Receiver Mike Williams suffered a bruised knee blocking a safety on a running play early in Seattle’s loss in Oakland on Sunday.

That’s not the body part he was concerned about after Seattle’s best chance to reach the end zone bounced off his hands in the third quarter.

“It didn’t affect me dropping that ball inside the 10,” Williams said. “My hands were fine.”

It was third down when quarterback Matt Hasselbeck’s pass hit Williams in the hands about waist level. He was inside the Oakland 5 and might have scored, but instead dropped the ball. Kicker Olindo Mare missed a 29-yard field-goal attempt on the next play, and Seattle remained behind 13-0.

It was just one part of a frustrating day for Seattle’s receivers. Williams had caught 21 passes the previous two games, but finished with one catch for 27 yards in Oakland.

“This was a game for us as a wideout group to grow and show our worth,” he said, “and we left more than enough plays out there today that could have helped our offense, that could have helped our offensive line.”

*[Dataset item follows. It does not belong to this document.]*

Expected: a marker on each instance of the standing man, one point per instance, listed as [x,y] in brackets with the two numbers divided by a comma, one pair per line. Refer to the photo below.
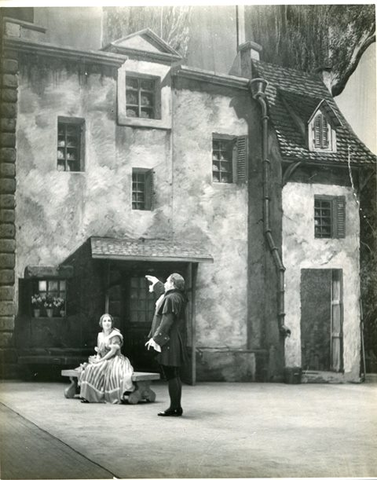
[167,336]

Rookie Golden Tate was the only receiver to catch more than one pass. He had two receptions, and even that hurt. His fourth-quarter reception on the sideline for 24 yards was the result of a great play to get both feet inbounds, but Tate suffered what appeared to be a painful ankle injury. He returned to the field, but wore a protective boot after the game.

Tight end John Carlson and running back Justin Forsett led Seattle in receptions, with three each.

Line of fire

Hasselbeck was sacked by Tommy Kelly on the Seahawks’ first offensive play and sacked by Richard Seymour on what turned out to be Hasselbeck’s final play with 6 minutes left in the fourth quarter.

Consider those bookends for a rough day in Seattle’s pocket.

“They attacked the line of scrimmage pretty good,” coach Pete Carroll said of Oakland’s defense. “They set the tone for the pass rush for the day and they really didn’t let up at any time. We started to get some things done on the outside, on the perimeter, but we protected better as we went on. But still, that’s a miserable day for us up front.”

Bag brigade

The Seahawks gave up eight sacks, the most they had allowed in any game since giving up eight to Denver on Dec. 20, 1992. Seattle’s offensive line, which was surprisingly capable in the first five games, has become an obvious area of concern with the New York Giants coming to play at Seattle in Week 9.

Seattle has allowed 13 sacks in the past two games. Left tackle Russell Okung missed Sunday’s game after suffering his second high ankle sprain in three months. His replacement, Tyler Polumbus, had to leave the game after suffering a right-leg injury in the fourth quarter, so for about three plays, Seattle was playing its third-string left tackle, Chester Pitts.

Pitts was on the field initially only because starting guard Ben Hamilton suffered a concussion in the first half. It was the first game Pitts has played, missing the first six as he recovered from microfracture surgery.

Seattle had seven offensive linemen active for the game, and all seven played.

What happens next up front? That will depend on the prognosis for Polumbus and the possibility of Okung returning, which would seem remarkable after sitting out only a week.